Più che una semplice rassegna di concerti, è un’iniziativa che unisce musica, sostenibilità ambientale, educazione, partecipazione civica e inclusione sociale. Accanto alla musica, infatti, il festival ospita associazioni, educatori, operatori culturali e cittadini che lavorano su temi come: economia circolare; mobilità sostenibile; difesa dell’ambiente; educazione civica; inclusione sociale. L’obiettivo è creare uno spazio di confronto in cui il pubblico non sia solo spettatore, ma parte attiva delle attività e delle riflessioni proposte.
Come Suona il Caos rappresenta un esempio di festival che utilizza la musica come linguaggio per promuovere cambiamento sociale e consapevolezza ambientale, mantenendo un forte legame con il territorio napoletano e con il coinvolgimento delle nuove generazioni.

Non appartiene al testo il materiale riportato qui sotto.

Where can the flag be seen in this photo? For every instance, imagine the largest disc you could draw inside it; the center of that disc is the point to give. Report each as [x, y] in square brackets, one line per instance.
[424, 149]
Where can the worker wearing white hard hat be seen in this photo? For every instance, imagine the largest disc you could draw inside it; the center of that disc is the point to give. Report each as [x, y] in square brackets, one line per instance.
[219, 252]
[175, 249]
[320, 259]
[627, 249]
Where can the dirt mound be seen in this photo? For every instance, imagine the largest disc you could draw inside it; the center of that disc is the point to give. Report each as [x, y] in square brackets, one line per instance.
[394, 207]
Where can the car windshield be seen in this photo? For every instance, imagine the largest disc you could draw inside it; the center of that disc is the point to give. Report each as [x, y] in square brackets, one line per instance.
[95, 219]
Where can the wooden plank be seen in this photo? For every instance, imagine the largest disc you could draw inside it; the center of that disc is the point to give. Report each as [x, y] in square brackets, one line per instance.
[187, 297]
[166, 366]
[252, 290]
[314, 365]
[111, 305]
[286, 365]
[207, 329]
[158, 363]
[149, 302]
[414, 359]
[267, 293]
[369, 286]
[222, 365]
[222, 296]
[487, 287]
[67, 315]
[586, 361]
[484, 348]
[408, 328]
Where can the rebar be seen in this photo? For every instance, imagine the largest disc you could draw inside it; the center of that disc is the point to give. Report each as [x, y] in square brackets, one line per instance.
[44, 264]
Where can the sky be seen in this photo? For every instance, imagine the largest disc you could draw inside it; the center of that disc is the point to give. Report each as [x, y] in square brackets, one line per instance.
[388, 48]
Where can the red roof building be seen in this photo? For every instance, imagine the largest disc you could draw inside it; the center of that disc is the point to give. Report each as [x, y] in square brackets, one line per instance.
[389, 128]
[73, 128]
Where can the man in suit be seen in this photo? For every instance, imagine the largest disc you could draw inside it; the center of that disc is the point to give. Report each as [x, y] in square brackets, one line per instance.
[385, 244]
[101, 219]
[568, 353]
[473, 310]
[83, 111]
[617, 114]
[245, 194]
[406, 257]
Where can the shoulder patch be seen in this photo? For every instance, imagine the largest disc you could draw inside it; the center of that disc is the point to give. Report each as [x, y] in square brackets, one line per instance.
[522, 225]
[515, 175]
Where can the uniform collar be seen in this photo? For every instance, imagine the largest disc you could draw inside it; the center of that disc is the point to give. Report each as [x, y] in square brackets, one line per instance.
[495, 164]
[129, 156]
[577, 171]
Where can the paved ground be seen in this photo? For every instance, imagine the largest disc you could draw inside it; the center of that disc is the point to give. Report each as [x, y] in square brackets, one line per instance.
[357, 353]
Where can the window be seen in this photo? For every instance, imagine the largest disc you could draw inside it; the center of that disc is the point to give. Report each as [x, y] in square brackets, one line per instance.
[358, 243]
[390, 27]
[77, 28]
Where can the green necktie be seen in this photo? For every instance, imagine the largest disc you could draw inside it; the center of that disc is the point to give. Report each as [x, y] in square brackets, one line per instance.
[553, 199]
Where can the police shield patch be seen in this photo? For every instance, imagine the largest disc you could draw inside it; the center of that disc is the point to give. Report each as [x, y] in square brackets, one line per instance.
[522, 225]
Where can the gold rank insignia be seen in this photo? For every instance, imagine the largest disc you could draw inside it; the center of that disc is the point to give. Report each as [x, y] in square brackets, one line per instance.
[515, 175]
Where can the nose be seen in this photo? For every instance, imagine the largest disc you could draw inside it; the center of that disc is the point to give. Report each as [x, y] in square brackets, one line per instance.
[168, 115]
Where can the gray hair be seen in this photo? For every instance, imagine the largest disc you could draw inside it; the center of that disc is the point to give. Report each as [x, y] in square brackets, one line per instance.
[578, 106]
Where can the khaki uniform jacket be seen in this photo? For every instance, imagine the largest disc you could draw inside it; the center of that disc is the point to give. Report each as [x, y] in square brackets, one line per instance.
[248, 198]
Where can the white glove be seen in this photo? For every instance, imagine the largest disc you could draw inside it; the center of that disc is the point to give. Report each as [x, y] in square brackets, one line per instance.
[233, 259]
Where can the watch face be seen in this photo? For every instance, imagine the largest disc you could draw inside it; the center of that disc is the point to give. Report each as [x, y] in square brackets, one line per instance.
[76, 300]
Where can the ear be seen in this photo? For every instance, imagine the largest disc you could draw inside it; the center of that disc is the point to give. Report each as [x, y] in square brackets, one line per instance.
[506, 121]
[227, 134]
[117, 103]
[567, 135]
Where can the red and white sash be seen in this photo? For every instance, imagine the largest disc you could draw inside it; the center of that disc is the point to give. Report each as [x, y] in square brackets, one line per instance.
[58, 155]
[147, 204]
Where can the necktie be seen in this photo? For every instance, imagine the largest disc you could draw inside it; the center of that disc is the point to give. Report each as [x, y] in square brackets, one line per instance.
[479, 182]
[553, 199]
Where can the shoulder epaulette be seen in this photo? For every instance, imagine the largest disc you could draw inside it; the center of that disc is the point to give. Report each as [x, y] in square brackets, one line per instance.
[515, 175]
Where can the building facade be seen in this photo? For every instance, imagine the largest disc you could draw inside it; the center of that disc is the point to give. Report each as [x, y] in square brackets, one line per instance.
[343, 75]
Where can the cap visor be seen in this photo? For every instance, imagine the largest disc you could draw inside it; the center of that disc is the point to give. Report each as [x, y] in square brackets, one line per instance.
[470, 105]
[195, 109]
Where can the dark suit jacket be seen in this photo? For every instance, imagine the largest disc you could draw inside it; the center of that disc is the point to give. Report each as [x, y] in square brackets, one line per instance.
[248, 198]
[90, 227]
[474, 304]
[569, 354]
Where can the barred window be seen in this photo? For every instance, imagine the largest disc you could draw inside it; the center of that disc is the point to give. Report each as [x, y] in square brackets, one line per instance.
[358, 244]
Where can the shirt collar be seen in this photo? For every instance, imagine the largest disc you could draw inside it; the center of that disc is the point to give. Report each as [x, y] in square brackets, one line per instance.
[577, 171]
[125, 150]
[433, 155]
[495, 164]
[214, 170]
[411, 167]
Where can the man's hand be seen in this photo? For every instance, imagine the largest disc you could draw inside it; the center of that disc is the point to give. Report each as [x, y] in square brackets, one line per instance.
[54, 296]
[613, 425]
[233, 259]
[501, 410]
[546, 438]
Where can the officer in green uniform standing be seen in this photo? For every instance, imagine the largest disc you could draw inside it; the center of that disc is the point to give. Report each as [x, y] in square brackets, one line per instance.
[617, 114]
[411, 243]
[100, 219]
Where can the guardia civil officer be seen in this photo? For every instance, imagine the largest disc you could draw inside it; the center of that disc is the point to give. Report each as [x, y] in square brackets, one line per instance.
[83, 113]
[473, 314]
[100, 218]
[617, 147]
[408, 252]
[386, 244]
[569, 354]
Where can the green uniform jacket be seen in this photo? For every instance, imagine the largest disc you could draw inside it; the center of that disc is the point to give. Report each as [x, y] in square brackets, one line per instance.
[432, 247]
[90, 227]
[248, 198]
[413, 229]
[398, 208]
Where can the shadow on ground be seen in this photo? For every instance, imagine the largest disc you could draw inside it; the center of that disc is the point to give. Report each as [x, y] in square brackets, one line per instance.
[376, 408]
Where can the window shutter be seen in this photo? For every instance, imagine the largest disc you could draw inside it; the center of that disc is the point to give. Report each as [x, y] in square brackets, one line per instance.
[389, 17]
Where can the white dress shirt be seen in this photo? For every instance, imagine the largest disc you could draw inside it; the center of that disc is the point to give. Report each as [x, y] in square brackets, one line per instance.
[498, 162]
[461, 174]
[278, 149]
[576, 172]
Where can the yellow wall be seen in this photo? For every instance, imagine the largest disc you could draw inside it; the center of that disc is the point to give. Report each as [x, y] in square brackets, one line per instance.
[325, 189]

Come Suona il Caos – Edizione 2025
Non è affatto casuale che Capone e BungtBangt daranno vita allo spettacolo Femmena, Vita e Libertà al Teatro Trianon Viviani di Napoli, diretto da Marisa Laurito, un’artista sempre in prima linea quando c’è da difendere i diritti, specialmente quelli delle donne. Il titolo dell’evento richiama una frase contenuta in “Capille Luonghe”, una canzone della band dedicata a Mahsa Amini, la giovane donna uccisa in Iran dalla polizia morale.
La sua morte ha dato origine al movimento Donna, Vita e Libertà, un grido di protesta e speranza che ha attraversato i confini, diventando simbolo della lotta contro l’oppressione.
Ed è proprio ispirandosi a questa forza che prende forma Femmena, Vita e Libertà, uno spettacolo dedicato alla celebrazione dell’universo femminile e alle storie raccontate dalle donne attraverso la musica e le canzoni della band, da sempre sensibile ai diritti umani e alla tutela dell’ambiente. La donna non è solo musa ispiratrice, è motore di cambiamento, radice e futuro. Capone & BungtBangt, figli di questo tempo, osservano un mondo che li riguarda e li chiama in causa. In Femmina, Vita e Libertà , la musica diventa “ponte”, e come un’onda arriva alle coscienze di tutti, la musica amplifica le voci delle donne.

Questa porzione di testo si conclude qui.